The 9 Malware Families are stated below
- Ramnit
- Lollipop
- Kelihos_ver3
- Vundo
- Simda
- Tracur
- Kelihos_ver1
- Obfuscator.ACY
- Gatak
We will have to first extract features of the malware from the bytes and asm files given. After extracting the features, we will use K-Nearest Neighbour (KNN) Algorithm, Random Forest and Gradient Boosting classification algorithms to group malwares into different categories based on their features.
Below are the list of features to extract:
- File Size of File (Byte and ASM)
- DLL Imports
- Common Win32 API Calls
- Our K-Nearest neighbour was searching the nearby 3 neighbours (k=3)
- Our Random Forests has a total of 100 trees build
- Our gradient boosting have learning rate set to 0.085, max_depths set to 21 and Estimator Number of 100.

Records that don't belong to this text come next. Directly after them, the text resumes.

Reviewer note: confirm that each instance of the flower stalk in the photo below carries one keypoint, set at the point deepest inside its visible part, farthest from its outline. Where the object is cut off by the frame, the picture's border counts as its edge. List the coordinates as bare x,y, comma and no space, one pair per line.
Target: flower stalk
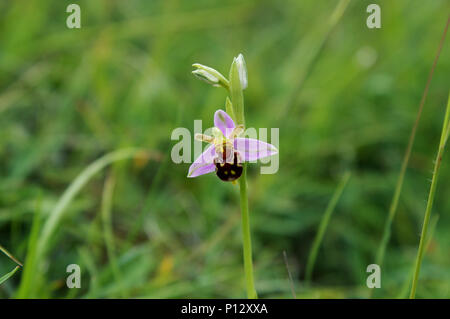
437,165
237,105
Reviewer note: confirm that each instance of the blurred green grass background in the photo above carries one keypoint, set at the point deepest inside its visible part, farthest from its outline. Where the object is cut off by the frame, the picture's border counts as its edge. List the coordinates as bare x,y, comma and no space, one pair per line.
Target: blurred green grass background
67,97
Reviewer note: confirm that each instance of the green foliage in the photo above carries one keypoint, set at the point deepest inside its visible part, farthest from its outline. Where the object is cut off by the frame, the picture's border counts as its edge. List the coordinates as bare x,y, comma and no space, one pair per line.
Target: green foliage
344,96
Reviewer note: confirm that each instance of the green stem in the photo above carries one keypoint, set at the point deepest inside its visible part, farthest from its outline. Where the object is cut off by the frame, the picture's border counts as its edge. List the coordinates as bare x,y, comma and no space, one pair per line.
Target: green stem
246,238
237,99
431,195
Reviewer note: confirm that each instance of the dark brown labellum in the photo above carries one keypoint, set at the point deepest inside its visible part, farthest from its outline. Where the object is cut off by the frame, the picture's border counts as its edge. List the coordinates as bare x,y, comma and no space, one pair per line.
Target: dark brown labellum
229,172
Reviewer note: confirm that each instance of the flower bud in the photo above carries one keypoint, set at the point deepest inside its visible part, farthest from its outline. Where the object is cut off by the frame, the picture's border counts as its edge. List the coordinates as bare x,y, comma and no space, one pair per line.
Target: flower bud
242,68
210,75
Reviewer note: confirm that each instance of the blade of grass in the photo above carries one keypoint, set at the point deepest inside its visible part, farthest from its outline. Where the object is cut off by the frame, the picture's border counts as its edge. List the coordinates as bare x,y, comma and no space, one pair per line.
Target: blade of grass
398,188
56,214
405,287
108,192
291,282
7,253
9,275
437,165
323,226
27,284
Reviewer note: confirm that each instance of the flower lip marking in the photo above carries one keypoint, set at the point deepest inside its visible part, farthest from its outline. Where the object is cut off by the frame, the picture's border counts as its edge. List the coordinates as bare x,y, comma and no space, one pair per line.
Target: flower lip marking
228,151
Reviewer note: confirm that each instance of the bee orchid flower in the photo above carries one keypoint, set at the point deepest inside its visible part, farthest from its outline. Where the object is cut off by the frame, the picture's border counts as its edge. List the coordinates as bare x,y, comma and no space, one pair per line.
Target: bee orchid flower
228,151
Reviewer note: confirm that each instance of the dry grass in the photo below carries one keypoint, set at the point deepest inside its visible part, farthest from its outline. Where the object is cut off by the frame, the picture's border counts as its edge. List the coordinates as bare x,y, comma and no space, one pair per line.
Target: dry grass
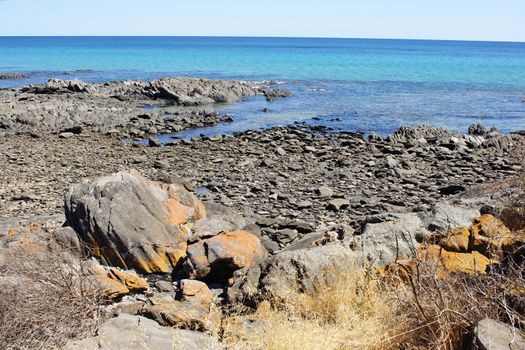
360,312
43,301
350,313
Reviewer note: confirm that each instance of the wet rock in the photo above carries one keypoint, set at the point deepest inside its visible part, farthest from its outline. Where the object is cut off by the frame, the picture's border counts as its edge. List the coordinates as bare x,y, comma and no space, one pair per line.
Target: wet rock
131,222
272,95
13,76
139,333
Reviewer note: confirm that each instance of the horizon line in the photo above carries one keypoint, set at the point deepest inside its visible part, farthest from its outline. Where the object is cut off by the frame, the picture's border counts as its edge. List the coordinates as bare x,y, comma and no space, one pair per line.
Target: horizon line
256,36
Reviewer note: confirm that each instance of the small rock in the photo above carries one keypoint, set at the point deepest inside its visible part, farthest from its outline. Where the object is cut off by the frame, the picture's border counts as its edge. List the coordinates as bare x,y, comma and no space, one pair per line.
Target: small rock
338,204
154,142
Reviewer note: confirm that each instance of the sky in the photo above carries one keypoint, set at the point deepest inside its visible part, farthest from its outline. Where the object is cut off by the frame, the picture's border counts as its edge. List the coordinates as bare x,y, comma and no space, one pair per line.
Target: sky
498,20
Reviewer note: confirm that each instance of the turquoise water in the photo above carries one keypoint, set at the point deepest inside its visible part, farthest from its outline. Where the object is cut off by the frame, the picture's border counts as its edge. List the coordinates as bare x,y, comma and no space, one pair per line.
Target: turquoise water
347,84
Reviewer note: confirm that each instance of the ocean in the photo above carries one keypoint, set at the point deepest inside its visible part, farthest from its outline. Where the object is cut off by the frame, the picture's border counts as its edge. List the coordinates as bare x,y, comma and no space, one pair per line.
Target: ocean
361,85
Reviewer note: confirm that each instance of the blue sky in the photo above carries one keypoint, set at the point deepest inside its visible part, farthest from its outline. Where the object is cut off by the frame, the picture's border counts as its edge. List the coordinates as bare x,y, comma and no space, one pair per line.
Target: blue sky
421,19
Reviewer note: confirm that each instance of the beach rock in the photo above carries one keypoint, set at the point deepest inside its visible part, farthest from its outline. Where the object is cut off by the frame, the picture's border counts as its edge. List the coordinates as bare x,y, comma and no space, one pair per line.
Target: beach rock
272,95
167,311
13,76
494,335
218,257
397,236
195,291
113,282
132,223
193,92
477,129
139,333
291,271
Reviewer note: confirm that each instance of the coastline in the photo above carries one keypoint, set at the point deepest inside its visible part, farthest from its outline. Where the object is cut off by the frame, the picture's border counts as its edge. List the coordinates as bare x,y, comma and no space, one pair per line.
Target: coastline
193,228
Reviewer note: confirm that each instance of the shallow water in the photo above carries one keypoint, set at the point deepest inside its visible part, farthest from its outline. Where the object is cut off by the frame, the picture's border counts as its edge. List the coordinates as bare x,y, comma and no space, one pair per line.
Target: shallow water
348,84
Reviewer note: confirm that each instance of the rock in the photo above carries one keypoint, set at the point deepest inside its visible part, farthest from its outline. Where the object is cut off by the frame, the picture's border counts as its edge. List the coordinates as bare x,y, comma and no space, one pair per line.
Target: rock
272,95
66,135
113,282
167,311
324,192
154,142
493,335
477,129
398,236
299,270
196,291
139,333
218,219
133,223
451,190
218,257
338,204
452,262
490,233
13,76
165,286
67,238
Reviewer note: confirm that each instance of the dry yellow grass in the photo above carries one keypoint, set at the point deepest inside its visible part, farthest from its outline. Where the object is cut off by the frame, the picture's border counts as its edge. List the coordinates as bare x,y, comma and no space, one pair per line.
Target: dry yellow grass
351,313
359,312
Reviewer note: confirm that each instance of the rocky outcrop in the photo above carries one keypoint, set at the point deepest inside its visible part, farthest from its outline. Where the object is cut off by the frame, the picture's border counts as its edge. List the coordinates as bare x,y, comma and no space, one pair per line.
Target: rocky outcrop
291,271
13,76
397,236
113,282
139,333
116,107
132,223
272,95
163,308
494,335
218,257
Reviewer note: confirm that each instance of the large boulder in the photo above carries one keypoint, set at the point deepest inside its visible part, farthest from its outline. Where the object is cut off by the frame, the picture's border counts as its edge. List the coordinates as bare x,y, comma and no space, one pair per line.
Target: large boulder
494,335
139,333
218,257
397,236
132,223
163,308
293,271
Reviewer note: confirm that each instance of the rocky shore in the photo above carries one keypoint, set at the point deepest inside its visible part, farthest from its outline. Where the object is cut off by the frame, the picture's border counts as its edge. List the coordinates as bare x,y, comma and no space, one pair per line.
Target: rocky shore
126,108
170,238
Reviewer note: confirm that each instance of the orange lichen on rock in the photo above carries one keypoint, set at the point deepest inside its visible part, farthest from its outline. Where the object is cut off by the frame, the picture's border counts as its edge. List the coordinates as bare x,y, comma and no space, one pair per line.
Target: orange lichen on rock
177,214
132,281
453,262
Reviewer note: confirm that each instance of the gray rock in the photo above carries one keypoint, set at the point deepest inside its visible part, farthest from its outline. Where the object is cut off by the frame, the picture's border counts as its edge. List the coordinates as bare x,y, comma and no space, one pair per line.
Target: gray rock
494,335
218,257
324,192
13,76
289,271
131,222
397,236
139,333
338,204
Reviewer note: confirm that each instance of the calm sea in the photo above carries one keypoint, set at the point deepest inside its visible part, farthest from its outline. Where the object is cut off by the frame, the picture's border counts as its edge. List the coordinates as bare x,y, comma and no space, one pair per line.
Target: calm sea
347,84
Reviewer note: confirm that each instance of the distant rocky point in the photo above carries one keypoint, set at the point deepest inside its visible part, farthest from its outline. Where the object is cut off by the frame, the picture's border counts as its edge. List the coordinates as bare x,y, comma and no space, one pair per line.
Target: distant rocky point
13,76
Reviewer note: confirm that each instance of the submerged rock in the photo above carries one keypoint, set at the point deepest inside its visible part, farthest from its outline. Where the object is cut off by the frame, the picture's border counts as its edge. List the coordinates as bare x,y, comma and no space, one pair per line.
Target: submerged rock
13,76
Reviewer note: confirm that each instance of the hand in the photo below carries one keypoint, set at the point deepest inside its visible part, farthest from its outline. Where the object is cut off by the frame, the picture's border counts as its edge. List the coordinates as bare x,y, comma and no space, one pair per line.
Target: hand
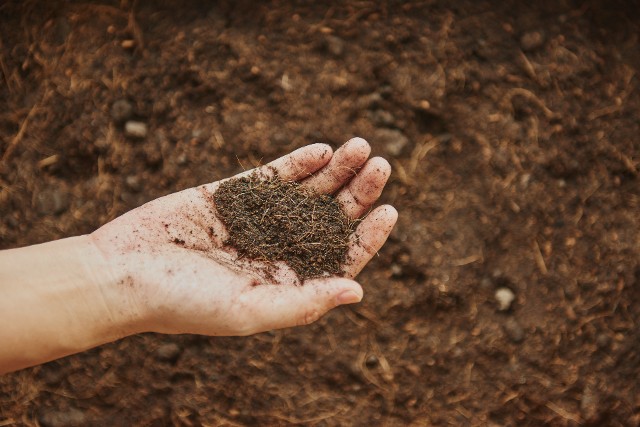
176,276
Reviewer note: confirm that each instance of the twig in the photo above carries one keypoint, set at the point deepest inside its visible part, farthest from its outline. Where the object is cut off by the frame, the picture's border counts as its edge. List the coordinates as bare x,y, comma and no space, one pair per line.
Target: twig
539,259
18,136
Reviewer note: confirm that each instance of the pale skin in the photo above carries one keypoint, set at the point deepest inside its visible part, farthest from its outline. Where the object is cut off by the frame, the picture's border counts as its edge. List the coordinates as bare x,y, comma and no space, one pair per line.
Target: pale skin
163,268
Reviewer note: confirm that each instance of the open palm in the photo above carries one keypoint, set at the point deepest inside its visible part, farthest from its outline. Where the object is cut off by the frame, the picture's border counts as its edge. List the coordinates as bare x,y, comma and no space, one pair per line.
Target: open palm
176,274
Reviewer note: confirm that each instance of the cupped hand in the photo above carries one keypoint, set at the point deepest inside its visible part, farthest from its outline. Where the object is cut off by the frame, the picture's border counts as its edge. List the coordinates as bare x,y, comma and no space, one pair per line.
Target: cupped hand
175,275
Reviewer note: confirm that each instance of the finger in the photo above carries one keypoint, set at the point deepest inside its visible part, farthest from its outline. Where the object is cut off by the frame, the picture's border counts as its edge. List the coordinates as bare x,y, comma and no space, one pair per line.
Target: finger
278,307
362,191
343,166
369,238
296,165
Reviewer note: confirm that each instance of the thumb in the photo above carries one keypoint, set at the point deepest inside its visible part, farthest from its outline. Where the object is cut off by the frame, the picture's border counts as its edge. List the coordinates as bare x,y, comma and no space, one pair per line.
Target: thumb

With a total of 586 features extracted from the dataset, the most accurate classifier was Gradient Boosting (Accuracy of 0.980374), follwed by Random Forests (Accuracy of 0.928549) and lastly K-Nearest Neighbour (Accuracy of 0.92486)
However, it is still worth it to fine tune the algorithm as the efficiency may vary based on the number of features used do the prediction. Our best bet is that both "Random Forests" and "Gradient Boosting" Classificaiton Algorithm are the most efficient.
To run any of the script, open command prompt and type "python script.py"
Remember to change the path of the dataset directory and the path you want to save the output file to.
The folder "Extract" contains the scripts to extract dataset, "Combine" contains the script to combine the dataset together and "Learn" is the classification algorithm.